B.3.1. Il ressort des travaux préparatoires de la loi du 14 janvier 1993 « modifiant le titre Ier, règles préliminaires et le titre III, des exécutions forcées, de la Ve partie du Code judiciaire concernant les saisies conservatoires et les voies d’exécution et modifiant l’article 476 de la loi du 18 avril 1851 sur les faillites, banqueroutes et sursis » que le législateur a, comme lors de l’élaboration du Code judiciaire, eu pour objectif « de tenter de réaliser un juste équilibre entre la fermeté dont peut faire preuve le créancier qui se heurte à la carence, sinon à la malhonnêteté de son débiteur et la juste mesure que l’humanité comporte » (Doc. parl., Chambre, 1989-1990, n° 1114/1, p. 1).

(…)

B.6. Cette différence de traitement est fondée sur un critère objectif, plus précisément la nature juridique – personne physique ou morale – du propriétaire des biens protégés.

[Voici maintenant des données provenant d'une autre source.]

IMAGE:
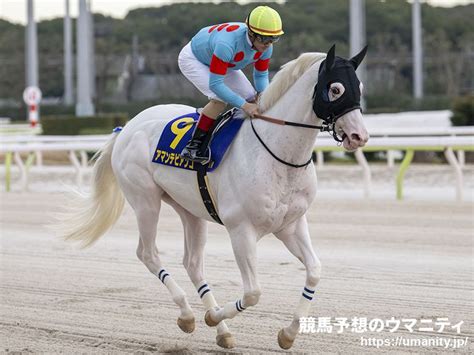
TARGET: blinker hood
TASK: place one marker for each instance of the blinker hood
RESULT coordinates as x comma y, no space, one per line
337,70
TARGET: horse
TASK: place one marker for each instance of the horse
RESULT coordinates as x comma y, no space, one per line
263,186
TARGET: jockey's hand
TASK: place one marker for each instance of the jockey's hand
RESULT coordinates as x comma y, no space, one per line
255,99
250,109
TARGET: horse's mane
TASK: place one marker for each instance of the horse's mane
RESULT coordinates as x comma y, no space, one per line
286,77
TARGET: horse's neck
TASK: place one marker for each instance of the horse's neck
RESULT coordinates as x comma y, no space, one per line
292,144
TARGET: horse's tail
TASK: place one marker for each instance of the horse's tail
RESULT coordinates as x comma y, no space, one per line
92,214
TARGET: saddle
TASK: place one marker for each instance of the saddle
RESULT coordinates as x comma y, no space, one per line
177,134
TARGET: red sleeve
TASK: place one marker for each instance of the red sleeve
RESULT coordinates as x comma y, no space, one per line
218,66
262,64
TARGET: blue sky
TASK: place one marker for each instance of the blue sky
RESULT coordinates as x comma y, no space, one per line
15,10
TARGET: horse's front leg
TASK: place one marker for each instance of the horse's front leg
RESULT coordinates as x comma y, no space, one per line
298,241
244,245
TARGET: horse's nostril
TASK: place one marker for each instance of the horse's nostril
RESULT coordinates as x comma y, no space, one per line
355,137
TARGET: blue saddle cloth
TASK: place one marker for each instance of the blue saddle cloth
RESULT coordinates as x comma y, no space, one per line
177,134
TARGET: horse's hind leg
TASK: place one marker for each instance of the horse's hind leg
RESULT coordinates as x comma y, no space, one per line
145,198
195,235
298,241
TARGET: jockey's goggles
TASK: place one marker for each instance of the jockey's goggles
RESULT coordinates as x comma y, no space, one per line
266,39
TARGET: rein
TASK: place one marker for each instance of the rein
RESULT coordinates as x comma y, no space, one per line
327,127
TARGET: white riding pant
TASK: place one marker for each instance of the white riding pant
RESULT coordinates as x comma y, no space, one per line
198,74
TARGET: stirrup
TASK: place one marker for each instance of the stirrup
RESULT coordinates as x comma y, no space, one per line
193,155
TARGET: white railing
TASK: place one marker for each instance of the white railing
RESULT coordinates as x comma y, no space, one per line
447,140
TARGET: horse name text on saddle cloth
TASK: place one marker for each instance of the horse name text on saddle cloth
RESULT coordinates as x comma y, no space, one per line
177,134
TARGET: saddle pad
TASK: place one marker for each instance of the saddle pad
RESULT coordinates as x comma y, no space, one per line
177,134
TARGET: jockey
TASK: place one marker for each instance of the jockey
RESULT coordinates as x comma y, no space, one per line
213,62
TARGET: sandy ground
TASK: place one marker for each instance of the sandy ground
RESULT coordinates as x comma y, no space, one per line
381,259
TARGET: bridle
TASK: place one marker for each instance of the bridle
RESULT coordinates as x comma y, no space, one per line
329,125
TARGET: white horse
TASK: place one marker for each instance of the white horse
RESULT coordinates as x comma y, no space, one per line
254,193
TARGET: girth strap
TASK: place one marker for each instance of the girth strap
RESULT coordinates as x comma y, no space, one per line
206,193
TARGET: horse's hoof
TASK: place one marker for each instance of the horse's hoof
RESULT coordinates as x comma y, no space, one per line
225,341
284,341
186,325
209,321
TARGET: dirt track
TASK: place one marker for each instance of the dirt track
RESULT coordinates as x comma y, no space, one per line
381,259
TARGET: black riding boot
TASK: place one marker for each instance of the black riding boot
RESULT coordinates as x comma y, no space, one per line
195,150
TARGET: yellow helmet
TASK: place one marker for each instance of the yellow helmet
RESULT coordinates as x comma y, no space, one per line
265,21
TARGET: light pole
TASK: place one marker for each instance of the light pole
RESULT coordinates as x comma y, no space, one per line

Il ressort des travaux préparatoires cités en B.3 que l’objectif de cette disposition est de préserver la dignité humaine et de lutter contre la pauvreté.

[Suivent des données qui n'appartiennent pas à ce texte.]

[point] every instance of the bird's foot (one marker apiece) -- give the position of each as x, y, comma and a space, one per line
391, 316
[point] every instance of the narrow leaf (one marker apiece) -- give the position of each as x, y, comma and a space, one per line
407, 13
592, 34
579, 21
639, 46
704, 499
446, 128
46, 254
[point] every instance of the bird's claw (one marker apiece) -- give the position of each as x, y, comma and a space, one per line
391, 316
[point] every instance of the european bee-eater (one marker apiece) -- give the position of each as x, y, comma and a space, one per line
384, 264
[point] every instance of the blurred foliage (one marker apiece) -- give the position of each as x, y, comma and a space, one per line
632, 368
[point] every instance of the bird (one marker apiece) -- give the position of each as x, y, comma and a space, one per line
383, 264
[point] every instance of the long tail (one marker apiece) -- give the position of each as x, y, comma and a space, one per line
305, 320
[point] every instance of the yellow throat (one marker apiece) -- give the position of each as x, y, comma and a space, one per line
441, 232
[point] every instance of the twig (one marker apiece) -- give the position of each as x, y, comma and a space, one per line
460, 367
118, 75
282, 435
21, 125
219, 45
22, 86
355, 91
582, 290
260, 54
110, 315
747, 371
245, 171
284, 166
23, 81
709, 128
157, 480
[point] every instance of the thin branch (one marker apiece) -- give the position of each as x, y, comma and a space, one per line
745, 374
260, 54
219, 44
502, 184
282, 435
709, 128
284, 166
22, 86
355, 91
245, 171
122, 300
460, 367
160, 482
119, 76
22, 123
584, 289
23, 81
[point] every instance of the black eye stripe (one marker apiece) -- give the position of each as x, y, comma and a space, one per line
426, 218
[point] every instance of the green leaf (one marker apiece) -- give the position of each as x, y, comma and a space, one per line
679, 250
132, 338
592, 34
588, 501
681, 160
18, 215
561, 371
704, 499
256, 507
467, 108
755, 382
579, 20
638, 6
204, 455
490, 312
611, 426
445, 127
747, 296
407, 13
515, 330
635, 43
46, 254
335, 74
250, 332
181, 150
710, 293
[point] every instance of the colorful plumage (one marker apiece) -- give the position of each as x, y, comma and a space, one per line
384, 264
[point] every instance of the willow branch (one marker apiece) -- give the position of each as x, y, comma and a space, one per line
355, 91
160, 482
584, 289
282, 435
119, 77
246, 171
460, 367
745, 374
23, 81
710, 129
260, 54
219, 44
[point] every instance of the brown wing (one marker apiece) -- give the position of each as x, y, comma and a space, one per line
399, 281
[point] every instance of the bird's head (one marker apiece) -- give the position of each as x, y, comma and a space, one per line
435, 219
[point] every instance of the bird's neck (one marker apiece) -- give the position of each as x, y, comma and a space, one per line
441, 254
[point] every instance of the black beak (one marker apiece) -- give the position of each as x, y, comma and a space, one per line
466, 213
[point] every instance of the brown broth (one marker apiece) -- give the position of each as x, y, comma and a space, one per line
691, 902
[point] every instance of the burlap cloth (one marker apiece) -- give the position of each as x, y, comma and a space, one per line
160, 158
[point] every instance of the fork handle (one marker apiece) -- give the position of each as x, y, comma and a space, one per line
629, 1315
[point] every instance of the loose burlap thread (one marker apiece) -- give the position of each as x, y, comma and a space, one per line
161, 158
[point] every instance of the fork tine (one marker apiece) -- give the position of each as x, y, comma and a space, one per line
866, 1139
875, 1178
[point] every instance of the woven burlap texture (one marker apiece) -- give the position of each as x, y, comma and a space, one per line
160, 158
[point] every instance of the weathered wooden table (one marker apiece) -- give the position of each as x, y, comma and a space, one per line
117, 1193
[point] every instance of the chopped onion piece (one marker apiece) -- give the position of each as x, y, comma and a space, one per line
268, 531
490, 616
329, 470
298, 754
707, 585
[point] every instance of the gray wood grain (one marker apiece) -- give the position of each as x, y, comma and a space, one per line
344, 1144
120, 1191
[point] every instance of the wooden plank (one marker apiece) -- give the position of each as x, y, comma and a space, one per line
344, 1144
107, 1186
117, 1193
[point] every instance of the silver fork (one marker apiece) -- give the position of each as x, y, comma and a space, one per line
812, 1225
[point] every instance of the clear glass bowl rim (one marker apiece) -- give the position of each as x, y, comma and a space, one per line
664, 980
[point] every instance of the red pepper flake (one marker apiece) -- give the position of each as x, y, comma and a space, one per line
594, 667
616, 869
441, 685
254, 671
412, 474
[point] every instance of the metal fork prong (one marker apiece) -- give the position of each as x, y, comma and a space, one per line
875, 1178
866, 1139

Au regard de cet objectif, il est justifié de ne protéger les biens indispensables à l’exercice de la profession que s’ils appartiennent à une personne physique. Une telle mesure est pertinente au regard du but poursuivi, sans qu’il soit nécessaire d’accorder une même protection aux personnes morales, compte tenu, par ailleurs, du caractère dérogatoire de la mesure qui justifie une stricte interprétation. De plus, en permettant à des personnes physiques de créer une personne morale et d’affecter ainsi certains biens pour constituer le patrimoine de cette personne morale, le législateur leur permet de mettre leur patrimoine privé à l’abri des aléas financiers de leur activité professionnelle, ce qui est une autre manière d’atteindre le but poursuivi. Par ailleurs, la protection dont bénéficie la personne physique est limitée à 2 500 euros. La différence de traitement en cause n’a donc pas d’effets disproportionnés.

B.7. La question préjudicielle appelle une réponse négative.